EasyTravel

Movie Friday: How one photographer revived a human-sized scanner to scan his ultra-large format moist plate images: Digital Images Evaluation

[ad_1]

Editor’s be aware: That is the primary a part of a two-part Movie Friday sequence.


Markus Hofstätter is understood for creating elaborate massive format cameras and contraptions, however certainly one of his most up-to-date initiatives goes above and past something we’ve seen earlier than. For this undertaking, Hofstätter introduced again to life a 73kg (160lb) ultra-large format flatbed scanner so he can higher scan all however the largest of images he captures on his array of enormous format cameras.

Whereas the undertaking itself took three months to finish, the journey began years in the past. Hofstätter had been wanting a way to scan his large moist plates, however might by no means wrangle up a scanner that may get the job accomplished. That each one modified although when a buddy of his notified him a few Display screen Cézanne EFT-S5500 scanner that was up on the market.

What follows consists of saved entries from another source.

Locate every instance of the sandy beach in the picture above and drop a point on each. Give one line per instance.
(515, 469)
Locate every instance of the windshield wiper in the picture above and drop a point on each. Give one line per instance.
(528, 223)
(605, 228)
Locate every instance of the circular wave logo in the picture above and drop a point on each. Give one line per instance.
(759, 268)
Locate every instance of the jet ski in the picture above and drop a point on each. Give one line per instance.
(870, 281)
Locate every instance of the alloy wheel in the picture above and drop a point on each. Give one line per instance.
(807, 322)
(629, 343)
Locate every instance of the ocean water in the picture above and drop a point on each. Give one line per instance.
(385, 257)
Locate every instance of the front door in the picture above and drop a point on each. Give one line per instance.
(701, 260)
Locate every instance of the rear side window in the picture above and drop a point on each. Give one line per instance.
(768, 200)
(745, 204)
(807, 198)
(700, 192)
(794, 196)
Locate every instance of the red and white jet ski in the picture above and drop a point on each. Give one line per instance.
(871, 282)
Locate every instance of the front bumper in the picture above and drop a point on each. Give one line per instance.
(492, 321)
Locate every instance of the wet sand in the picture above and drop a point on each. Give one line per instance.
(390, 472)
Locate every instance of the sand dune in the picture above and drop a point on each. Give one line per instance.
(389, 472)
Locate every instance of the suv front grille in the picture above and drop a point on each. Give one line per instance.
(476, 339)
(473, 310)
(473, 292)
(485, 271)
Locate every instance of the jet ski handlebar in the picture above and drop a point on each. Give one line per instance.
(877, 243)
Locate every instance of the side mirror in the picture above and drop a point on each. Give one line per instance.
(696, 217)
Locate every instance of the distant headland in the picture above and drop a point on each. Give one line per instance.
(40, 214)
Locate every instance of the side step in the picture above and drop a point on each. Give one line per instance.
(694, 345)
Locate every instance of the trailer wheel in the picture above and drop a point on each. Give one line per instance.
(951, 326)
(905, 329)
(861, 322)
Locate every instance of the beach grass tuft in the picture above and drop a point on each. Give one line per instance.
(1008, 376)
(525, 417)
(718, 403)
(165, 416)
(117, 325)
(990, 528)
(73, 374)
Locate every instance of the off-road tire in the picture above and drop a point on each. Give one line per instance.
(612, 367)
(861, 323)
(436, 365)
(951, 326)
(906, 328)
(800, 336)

This ultra-large scanner weighs roughly as a lot as a full-grown human and is so massive that it barely match within the rear of his SUV when he picked it up and simply managed to squeeze by his entrance door when he introduced it inside. And the logistics had been simply the beginning of the highway forward.

The scanner, which may scan 32-bit CMYK, 48-bit RGB and 8-bit grayscale photos at as much as 5300dpi on its 53cm x 34 cm (13.4″ x 20.9″) mattress, makes use of a SCSI II interface and software program under no circumstances designed to run on trendy computer systems. Whereas it did include a retro Energy Mac (433Mhz) that may’ve considerably labored out of the field, Hofstätter decided the velocity at which he’d be capable of switch these photos from the scanner to the Energy Mac and to a different laptop would’ve taken far too lengthy. So, he ‘upgraded’ to a Energy Mac G4 Quicksilver with a twin 1.2Ghz CPU and 2GB of RAM and bought an array of outdated parts—some new within the unique field—that may velocity up the method whereas additionally being appropriate with the scanner.

From there, it took some tinkering to get the Energy Mac G4 Quicksilver up and working, as MacOS 9 wouldn’t run on the pc, however Mac OS X wouldn’t help the SCSi controller wanted to attach the scanner. Ultimately, Hofstätter managed to discover a workaround that allowed him to run Mac OS9 by way of a intelligent multi-boot setup and switch scans over Ethernet at about 60MB/s, roughly 60x the velocity of the USB 1.1 connection that was required for the unique Energy Mac (433Mhz) that got here with the scanner.

With that set in place, alongside an unique Cinema Show, Hofstätter was prepared to start out scanning.

You possibly can see the outcomes on Hofstätter’s weblog put up overlaying the complete course of, however we’ll be saving the outcomes for half two, which might be featured on Movie Friday subsequent week.